Smith’s alarm, by the way, goes off at 5 a.m.

• • •

The Eagles didn’t formally reveal the count but gauging by their Sunday morning practice 17 more players must be released to reach the 53-man limit by Tuesday at 4 p.m.

Unofficially, a dozen players were cut Sunday. Not practicing were:

Running back Kennedy Brooks, wide receivers Jadon Haselwood, Freddie Swain and Johnny King, tight end Tyree Jackson, and guard Tyrese Robinson on offense.

Defensively, adieus were bid to tackles Marvin Wilson, Caleb Sanders, Olive Sagapolu and Robert Cooper, and linebackers Quinton Bell and Tyreek Maddox-Williams.

The roster figures to be anything but set even after the Eagles hit the 53-man limit because there always are cuts from other teams claimed or signed after the market is flooded.

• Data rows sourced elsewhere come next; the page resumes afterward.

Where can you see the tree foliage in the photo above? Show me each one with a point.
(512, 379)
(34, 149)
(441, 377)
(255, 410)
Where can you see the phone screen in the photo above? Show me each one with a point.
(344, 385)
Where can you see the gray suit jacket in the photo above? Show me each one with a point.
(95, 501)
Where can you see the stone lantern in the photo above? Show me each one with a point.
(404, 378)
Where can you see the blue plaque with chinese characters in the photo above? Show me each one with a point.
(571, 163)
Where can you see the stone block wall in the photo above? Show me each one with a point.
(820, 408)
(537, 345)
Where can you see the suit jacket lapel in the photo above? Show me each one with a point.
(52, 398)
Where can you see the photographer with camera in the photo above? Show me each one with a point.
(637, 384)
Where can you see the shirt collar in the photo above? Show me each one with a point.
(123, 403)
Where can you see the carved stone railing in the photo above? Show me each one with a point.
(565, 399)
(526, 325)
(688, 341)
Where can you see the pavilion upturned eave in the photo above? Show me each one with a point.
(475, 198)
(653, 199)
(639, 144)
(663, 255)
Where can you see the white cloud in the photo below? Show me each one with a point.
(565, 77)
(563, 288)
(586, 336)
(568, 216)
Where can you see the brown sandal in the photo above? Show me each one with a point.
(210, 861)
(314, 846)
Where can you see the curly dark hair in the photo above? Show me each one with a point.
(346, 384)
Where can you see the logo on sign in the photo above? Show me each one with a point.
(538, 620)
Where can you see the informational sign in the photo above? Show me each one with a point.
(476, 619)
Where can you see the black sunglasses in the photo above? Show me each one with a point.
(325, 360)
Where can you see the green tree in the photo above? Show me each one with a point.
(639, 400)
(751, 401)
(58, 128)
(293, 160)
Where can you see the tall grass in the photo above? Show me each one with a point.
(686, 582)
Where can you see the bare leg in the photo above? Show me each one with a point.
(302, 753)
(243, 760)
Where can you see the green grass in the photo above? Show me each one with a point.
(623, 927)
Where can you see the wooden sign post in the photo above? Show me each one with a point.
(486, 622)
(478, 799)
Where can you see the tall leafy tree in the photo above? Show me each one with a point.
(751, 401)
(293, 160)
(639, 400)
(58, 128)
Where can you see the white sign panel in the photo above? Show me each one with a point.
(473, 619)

While it looks like the Eagles will keep all seven of their draft picks, seventh-round defensive tackle Moro Ojomo has been hurt, the product of Texas most recently returning to practice from a concussion.

“Obviously this part of the year is the worst part of football,” veteran tight end Dallas Goedert said Sunday. “You get so close with the 100 guys or whatever it is in camp and then you got to get down to 50. So, you lose a lot of people that you become close with over the last year.”